If the APTC exceeds the PTC, the taxpayer must generally repay the difference, as an additional tax. While the repayment is generally limited for those with income below 400% of the FPL, taxpayers with income at or above 400% of the FPL must repay the entire APTC. This “subsidy cliff” has caused many taxpayers with small amounts of additional income to face large unexpected tax bills. Courts have ruled that the IRS has no discretion to waive this repayment, regardless of circumstance.
Note: Taxpayers reconcile their APTC on Form 8962, using information reported to them by the Marketplace on Form 1095-A. Special allocation rules apply for households where family members file multiple returns or for those getting married during the year.
Assume that Ben and Barb from the last example expected to earn $67,000/year in 2020 when they purchased insurance on the Marketplace. Based upon estimated household income, they received an APTC in the amount of $33,313 in 2020. They were required to pay 9.83% of their household income or $6,586 in premiums out of their own pocket.
In 2020, Ben and Barb maintained their usual income, but sold depreciated equipment to help one of their grown children with an unexpected medical bill. They recognized income of $20,000 on the sale, pushing their 2020 income to $87,000. Because Ben and Barb's actual 2020 income exceeded 400% of the FPL, they were ineligible for the APTC they received.
Before ARPA, Ben and Barb would have been responsible to repay $33,313 as an additional tax.
No Repayment of Excess APTC for Tax Year 2020 Only
ARPA suspended the requirement to repay excess APTC for tax year 2020. If a taxpayer’s APTC exceeded the actual PTC, no additional tax was imposed, regardless of household income. Taxpayers who received too much APTC were not required to report the excess APTC or even file the Form 8962. For taxpayers who had already filed and paid the tax, IRS automatically reduced the excess APTC and issued a refund. IRS instructed taxpayers not to amend their returns.

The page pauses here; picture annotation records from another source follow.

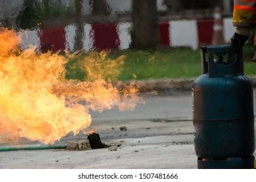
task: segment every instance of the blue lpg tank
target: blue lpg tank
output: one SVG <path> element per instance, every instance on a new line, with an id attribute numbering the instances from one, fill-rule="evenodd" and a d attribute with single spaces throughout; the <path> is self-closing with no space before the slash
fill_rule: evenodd
<path id="1" fill-rule="evenodd" d="M 199 168 L 253 168 L 253 88 L 242 52 L 201 47 L 203 75 L 193 84 L 194 143 Z"/>

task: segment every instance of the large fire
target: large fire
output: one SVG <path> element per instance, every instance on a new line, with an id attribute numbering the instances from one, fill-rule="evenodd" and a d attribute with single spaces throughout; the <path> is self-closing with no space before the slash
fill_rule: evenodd
<path id="1" fill-rule="evenodd" d="M 111 84 L 123 57 L 88 53 L 80 62 L 87 81 L 67 81 L 65 64 L 72 55 L 38 53 L 33 47 L 20 51 L 20 41 L 18 33 L 0 29 L 0 142 L 26 138 L 53 144 L 84 131 L 91 124 L 90 110 L 134 109 L 141 101 L 132 85 L 119 90 Z"/>

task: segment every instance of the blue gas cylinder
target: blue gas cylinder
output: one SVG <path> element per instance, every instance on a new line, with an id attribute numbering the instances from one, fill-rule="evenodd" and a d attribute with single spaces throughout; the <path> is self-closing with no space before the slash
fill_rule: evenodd
<path id="1" fill-rule="evenodd" d="M 253 168 L 253 88 L 242 51 L 229 45 L 201 47 L 203 75 L 193 84 L 198 168 Z"/>

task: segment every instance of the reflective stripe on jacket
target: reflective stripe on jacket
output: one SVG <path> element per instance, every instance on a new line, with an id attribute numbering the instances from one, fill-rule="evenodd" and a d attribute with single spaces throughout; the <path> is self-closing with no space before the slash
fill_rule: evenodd
<path id="1" fill-rule="evenodd" d="M 256 25 L 256 0 L 234 0 L 233 25 L 238 27 Z"/>

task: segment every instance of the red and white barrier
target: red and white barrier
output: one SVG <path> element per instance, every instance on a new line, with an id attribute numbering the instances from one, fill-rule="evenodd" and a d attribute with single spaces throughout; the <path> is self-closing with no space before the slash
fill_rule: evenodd
<path id="1" fill-rule="evenodd" d="M 235 28 L 232 18 L 224 18 L 223 36 L 226 43 Z M 211 44 L 213 36 L 213 20 L 198 20 L 189 21 L 161 21 L 158 29 L 161 46 L 189 47 L 193 49 L 201 46 Z M 88 24 L 84 25 L 83 35 L 83 49 L 86 51 L 104 49 L 126 49 L 132 42 L 130 22 L 118 24 Z M 22 32 L 21 48 L 29 44 L 36 46 L 38 49 L 44 51 L 49 46 L 54 51 L 60 49 L 74 51 L 76 32 L 75 24 L 66 27 L 51 27 L 40 31 Z"/>

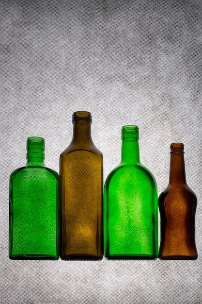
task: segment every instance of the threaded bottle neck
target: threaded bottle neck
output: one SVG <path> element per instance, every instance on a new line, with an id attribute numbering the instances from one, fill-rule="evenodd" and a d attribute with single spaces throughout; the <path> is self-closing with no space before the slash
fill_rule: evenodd
<path id="1" fill-rule="evenodd" d="M 93 142 L 91 137 L 92 117 L 89 112 L 78 111 L 72 115 L 74 125 L 73 142 L 80 145 Z"/>
<path id="2" fill-rule="evenodd" d="M 84 124 L 89 122 L 92 122 L 92 117 L 90 112 L 86 111 L 78 111 L 75 112 L 72 115 L 72 123 L 81 123 Z"/>
<path id="3" fill-rule="evenodd" d="M 122 139 L 127 141 L 139 139 L 139 129 L 137 126 L 127 125 L 122 127 Z"/>
<path id="4" fill-rule="evenodd" d="M 126 164 L 140 163 L 139 138 L 139 128 L 137 126 L 127 125 L 122 127 L 122 163 Z"/>
<path id="5" fill-rule="evenodd" d="M 28 166 L 44 165 L 45 158 L 44 150 L 45 141 L 42 137 L 32 136 L 28 137 L 27 140 L 27 159 Z"/>
<path id="6" fill-rule="evenodd" d="M 184 144 L 176 142 L 171 144 L 169 183 L 171 185 L 186 184 Z"/>

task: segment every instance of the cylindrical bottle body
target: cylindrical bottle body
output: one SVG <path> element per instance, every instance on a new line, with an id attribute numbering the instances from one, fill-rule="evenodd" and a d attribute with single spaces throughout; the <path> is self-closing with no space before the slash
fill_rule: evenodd
<path id="1" fill-rule="evenodd" d="M 122 162 L 105 185 L 105 255 L 111 259 L 154 259 L 158 253 L 156 185 L 140 163 L 137 127 L 125 127 Z"/>
<path id="2" fill-rule="evenodd" d="M 161 218 L 159 257 L 195 259 L 197 198 L 186 183 L 183 144 L 172 144 L 171 153 L 170 183 L 158 198 Z"/>
<path id="3" fill-rule="evenodd" d="M 82 121 L 76 123 L 73 142 L 60 158 L 60 255 L 63 259 L 100 259 L 103 155 L 91 140 L 82 141 L 88 137 L 88 126 Z"/>

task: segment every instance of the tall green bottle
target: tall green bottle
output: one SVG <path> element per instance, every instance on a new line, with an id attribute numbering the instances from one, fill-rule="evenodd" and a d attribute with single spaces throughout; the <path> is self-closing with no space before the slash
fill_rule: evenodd
<path id="1" fill-rule="evenodd" d="M 58 174 L 44 167 L 45 141 L 29 137 L 27 163 L 10 178 L 9 257 L 59 258 Z"/>
<path id="2" fill-rule="evenodd" d="M 121 163 L 104 188 L 104 246 L 108 259 L 155 259 L 158 254 L 157 187 L 140 161 L 139 129 L 122 128 Z"/>

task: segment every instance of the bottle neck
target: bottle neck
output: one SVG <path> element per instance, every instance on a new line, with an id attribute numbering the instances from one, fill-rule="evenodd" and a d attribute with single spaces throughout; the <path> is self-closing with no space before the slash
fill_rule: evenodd
<path id="1" fill-rule="evenodd" d="M 138 139 L 122 140 L 121 162 L 135 164 L 140 163 L 140 149 Z"/>
<path id="2" fill-rule="evenodd" d="M 138 127 L 124 126 L 122 130 L 121 162 L 128 164 L 140 163 Z"/>
<path id="3" fill-rule="evenodd" d="M 42 137 L 29 137 L 27 141 L 27 167 L 44 166 L 45 140 Z"/>
<path id="4" fill-rule="evenodd" d="M 92 117 L 89 112 L 78 111 L 72 115 L 73 137 L 72 143 L 86 145 L 93 143 L 91 137 Z"/>
<path id="5" fill-rule="evenodd" d="M 92 142 L 91 122 L 79 120 L 73 125 L 73 142 L 80 144 Z"/>
<path id="6" fill-rule="evenodd" d="M 171 149 L 169 183 L 186 184 L 184 145 L 178 143 L 172 144 Z"/>
<path id="7" fill-rule="evenodd" d="M 41 158 L 29 158 L 27 159 L 27 167 L 44 167 L 44 160 Z"/>

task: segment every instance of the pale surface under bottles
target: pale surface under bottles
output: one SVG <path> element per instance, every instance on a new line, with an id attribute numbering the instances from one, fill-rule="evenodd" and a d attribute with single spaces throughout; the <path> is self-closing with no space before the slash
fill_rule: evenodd
<path id="1" fill-rule="evenodd" d="M 51 4 L 50 4 L 51 2 Z M 201 1 L 0 1 L 0 302 L 198 304 L 202 290 Z M 72 115 L 92 114 L 104 177 L 120 162 L 122 126 L 140 128 L 140 160 L 159 194 L 170 145 L 185 144 L 196 194 L 196 261 L 13 261 L 9 177 L 29 136 L 58 172 Z"/>

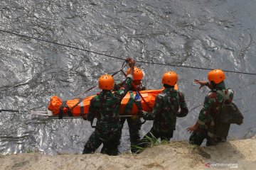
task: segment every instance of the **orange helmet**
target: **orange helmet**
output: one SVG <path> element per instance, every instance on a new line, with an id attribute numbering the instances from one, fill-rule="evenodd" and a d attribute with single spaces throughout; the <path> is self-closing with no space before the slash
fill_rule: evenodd
<path id="1" fill-rule="evenodd" d="M 178 75 L 174 71 L 169 71 L 164 74 L 162 84 L 174 86 L 178 81 Z"/>
<path id="2" fill-rule="evenodd" d="M 131 71 L 131 68 L 129 68 L 127 72 L 127 76 L 129 74 L 130 71 Z M 134 67 L 134 80 L 142 80 L 142 79 L 143 79 L 142 71 L 139 68 Z"/>
<path id="3" fill-rule="evenodd" d="M 99 88 L 102 90 L 112 90 L 114 86 L 114 79 L 111 75 L 105 74 L 99 78 Z"/>
<path id="4" fill-rule="evenodd" d="M 210 81 L 219 84 L 225 79 L 225 74 L 221 69 L 213 69 L 208 73 L 208 79 Z"/>

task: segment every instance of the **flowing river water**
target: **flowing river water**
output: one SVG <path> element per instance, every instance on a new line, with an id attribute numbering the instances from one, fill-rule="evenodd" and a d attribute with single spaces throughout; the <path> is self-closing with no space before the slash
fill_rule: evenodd
<path id="1" fill-rule="evenodd" d="M 1 0 L 0 29 L 124 59 L 255 73 L 255 7 L 254 0 Z M 0 108 L 46 110 L 50 96 L 73 98 L 122 62 L 0 32 Z M 206 80 L 208 71 L 137 66 L 147 89 L 161 88 L 167 70 L 178 74 L 190 112 L 178 119 L 171 140 L 188 140 L 186 128 L 197 120 L 208 92 L 193 80 Z M 250 137 L 256 134 L 256 76 L 225 74 L 245 116 L 242 125 L 231 126 L 229 140 Z M 143 125 L 141 135 L 151 125 Z M 81 119 L 2 112 L 0 153 L 80 154 L 92 131 Z M 125 123 L 121 152 L 129 149 L 129 137 Z"/>

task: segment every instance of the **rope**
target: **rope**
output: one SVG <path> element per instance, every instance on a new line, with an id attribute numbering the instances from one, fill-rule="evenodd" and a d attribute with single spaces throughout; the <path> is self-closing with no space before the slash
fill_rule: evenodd
<path id="1" fill-rule="evenodd" d="M 38 41 L 43 41 L 43 42 L 48 42 L 48 43 L 51 43 L 51 44 L 55 44 L 55 45 L 63 46 L 63 47 L 69 47 L 69 48 L 73 48 L 73 49 L 82 50 L 82 51 L 85 51 L 85 52 L 91 52 L 91 53 L 94 53 L 94 54 L 96 54 L 96 55 L 103 55 L 103 56 L 106 56 L 106 57 L 108 57 L 114 58 L 114 59 L 117 59 L 117 60 L 125 60 L 125 59 L 123 59 L 123 58 L 121 58 L 121 57 L 114 57 L 114 56 L 112 56 L 112 55 L 106 55 L 106 54 L 103 54 L 103 53 L 100 53 L 100 52 L 97 52 L 86 50 L 86 49 L 82 49 L 82 48 L 79 48 L 79 47 L 73 47 L 73 46 L 70 46 L 70 45 L 63 45 L 63 44 L 60 44 L 60 43 L 58 43 L 58 42 L 54 42 L 40 39 L 40 38 L 33 38 L 33 37 L 31 37 L 31 36 L 28 36 L 28 35 L 21 35 L 21 34 L 13 33 L 13 32 L 8 31 L 8 30 L 4 30 L 0 29 L 0 32 L 9 33 L 9 34 L 12 34 L 12 35 L 16 35 L 16 36 L 18 36 L 18 37 L 26 38 L 36 40 L 38 40 Z M 144 61 L 137 61 L 137 62 L 144 63 L 144 64 L 149 64 L 167 65 L 167 66 L 183 67 L 183 68 L 191 68 L 191 69 L 204 69 L 204 70 L 213 70 L 213 69 L 210 69 L 210 68 L 204 68 L 204 67 L 191 67 L 191 66 L 186 66 L 186 65 L 172 64 L 170 64 L 170 63 L 150 62 L 144 62 Z M 238 73 L 238 74 L 248 74 L 248 75 L 256 75 L 256 73 L 235 72 L 235 71 L 230 71 L 230 70 L 223 70 L 223 71 L 225 72 Z"/>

Taxpayers who were eligible for an additional PTC not paid through the APTC continued to file the Form 8962 in 2020 to claim the credit.
Reconciliation Required in 2021, But “Subsidy Cliff” if Gone
ARPA’s suspension of the repayment of the excess APTC applied to tax year 2020 only. This means that taxpayers must again repay excess APTC in 2021 after reconciling the payment using Form 8962. By allowing all persons, regardless of income, to qualify for a PTC for premium amounts in excess of 8.5%, however, ARPA removed the “subsidy cliff” for 2021 and 2022. This means repayment amounts triggered by reconciliation will generally be less.

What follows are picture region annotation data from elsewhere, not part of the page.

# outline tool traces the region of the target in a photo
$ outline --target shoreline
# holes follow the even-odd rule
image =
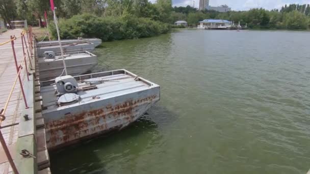
[[[172,30],[205,30],[205,29],[198,29],[197,28],[172,28]],[[297,29],[273,29],[273,28],[248,28],[242,30],[249,30],[249,31],[297,31],[297,32],[310,32],[310,30],[297,30]]]

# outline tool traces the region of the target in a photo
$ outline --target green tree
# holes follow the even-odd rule
[[[0,0],[0,15],[5,22],[11,23],[16,17],[16,6],[14,0]]]
[[[79,14],[82,11],[82,0],[62,0],[60,8],[66,14],[65,17],[70,17]]]
[[[169,18],[172,11],[171,0],[157,0],[156,7],[159,13],[159,20],[169,22]]]
[[[204,14],[201,11],[190,13],[187,17],[187,22],[190,25],[196,25],[199,21],[209,18],[210,16],[208,13]]]
[[[293,11],[285,14],[284,23],[288,29],[308,29],[308,19],[300,12]]]
[[[174,23],[175,21],[178,20],[187,20],[186,15],[182,13],[176,13],[174,11],[171,12],[169,21],[171,24]]]

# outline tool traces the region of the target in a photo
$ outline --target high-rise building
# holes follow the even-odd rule
[[[209,0],[200,0],[199,10],[203,10],[209,6]]]
[[[215,10],[219,12],[225,13],[231,10],[231,9],[227,5],[224,5],[219,7],[206,6],[208,10]]]

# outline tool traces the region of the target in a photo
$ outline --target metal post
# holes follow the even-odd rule
[[[33,55],[33,54],[32,53],[32,49],[30,47],[30,39],[29,39],[29,35],[28,34],[28,32],[27,32],[27,39],[28,39],[28,44],[29,45],[29,47],[30,48],[30,53],[31,54],[31,55]]]
[[[32,68],[32,63],[31,63],[31,60],[30,60],[30,55],[29,55],[29,51],[28,51],[28,47],[27,46],[27,43],[26,43],[26,39],[25,38],[25,35],[22,37],[23,37],[23,41],[24,41],[25,45],[26,46],[26,49],[27,50],[27,54],[28,54],[28,57],[29,58],[29,62],[30,62],[30,67]],[[22,40],[22,39],[21,39]],[[29,48],[30,48],[30,47]],[[31,57],[32,58],[32,56]]]
[[[56,8],[54,8],[54,10],[53,10],[53,13],[54,14],[54,22],[55,22],[55,25],[56,26],[56,31],[57,31],[57,35],[58,36],[58,43],[59,43],[59,46],[60,47],[60,52],[61,52],[61,57],[62,58],[62,63],[64,64],[64,67],[65,68],[65,73],[66,75],[68,75],[68,72],[67,72],[67,66],[66,66],[66,62],[65,61],[65,59],[64,58],[64,51],[62,50],[62,47],[61,46],[61,41],[60,41],[60,35],[59,35],[59,28],[58,28],[58,25],[57,24],[57,17],[56,17],[56,13],[55,11],[56,10]]]
[[[14,60],[15,62],[15,66],[16,66],[16,71],[18,73],[19,68],[17,65],[17,60],[16,59],[16,54],[15,54],[15,50],[14,48],[14,38],[11,36],[11,43],[12,44],[12,50],[13,50],[13,55],[14,56]],[[20,89],[21,90],[21,93],[22,93],[22,97],[23,98],[23,101],[25,102],[25,106],[26,108],[29,108],[28,105],[27,105],[27,102],[26,101],[26,96],[25,96],[25,93],[23,91],[23,88],[22,87],[22,83],[21,82],[21,79],[20,78],[20,75],[18,75],[18,79],[19,80],[19,84],[20,85]]]
[[[22,45],[22,53],[23,53],[23,60],[25,62],[25,68],[26,68],[26,73],[27,73],[27,79],[28,79],[28,81],[29,81],[29,74],[28,74],[28,68],[27,67],[27,62],[26,61],[26,54],[25,53],[25,49],[23,47],[23,40],[22,39],[22,37],[23,37],[22,33],[20,33],[20,35],[21,35],[20,39],[21,39],[21,45]]]
[[[9,162],[11,165],[11,167],[12,167],[12,169],[13,169],[13,171],[14,174],[19,174],[18,171],[17,170],[17,168],[15,166],[15,164],[13,161],[13,158],[12,158],[12,156],[10,154],[10,151],[9,151],[9,149],[7,146],[7,144],[6,143],[6,141],[4,140],[3,138],[3,135],[2,135],[2,132],[1,132],[1,130],[0,129],[0,141],[1,142],[1,145],[2,145],[2,147],[3,148],[3,150],[4,150],[4,152],[6,153],[6,155],[8,158],[8,160],[9,160]]]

Let’s apply the ARPA rules to the facts from the last example, changing the year to 2022. Ben and Barb purchase insurance on the Marketplace. Their income and SLCSP remain the same.
- MAGI - $70,000/year
- $3,324.96 – monthly cost of SLCSP on the Marketplace
Ben and Barb are eligible for an APTC of $2,829/month ($33,950/year) based upon their projected income. In 2022, they sell depreciated equipment to help one of their grown children with an unexpected medical bill, recognizing $20,000 of income on the sale and pushing their 2022 income to $90,000. As a result of the additional income, Ben and Barb must repay the excess APTC on their 2022 return. The amount of the repayment is the difference between the PTC to which they are entitled and the APTC they received.
With $90,000 of income, Ben and Barb were required to contribute $7,650 toward their premium, instead of the $5,950 they contributed, based upon 8.5% of their projected income. In 2022, reconciliation requires repayment of $1,700 in excess APTC, as opposed to the whole subsidy (as required under pre-ARPA law).
Unless Congress extends these provisions, the special PTC rules implemented by ARPA will expire in 2023. At the time of this writing, the President was encouraging Congress to extend this temporary benefit beyond 2023 through a reconciliation bill.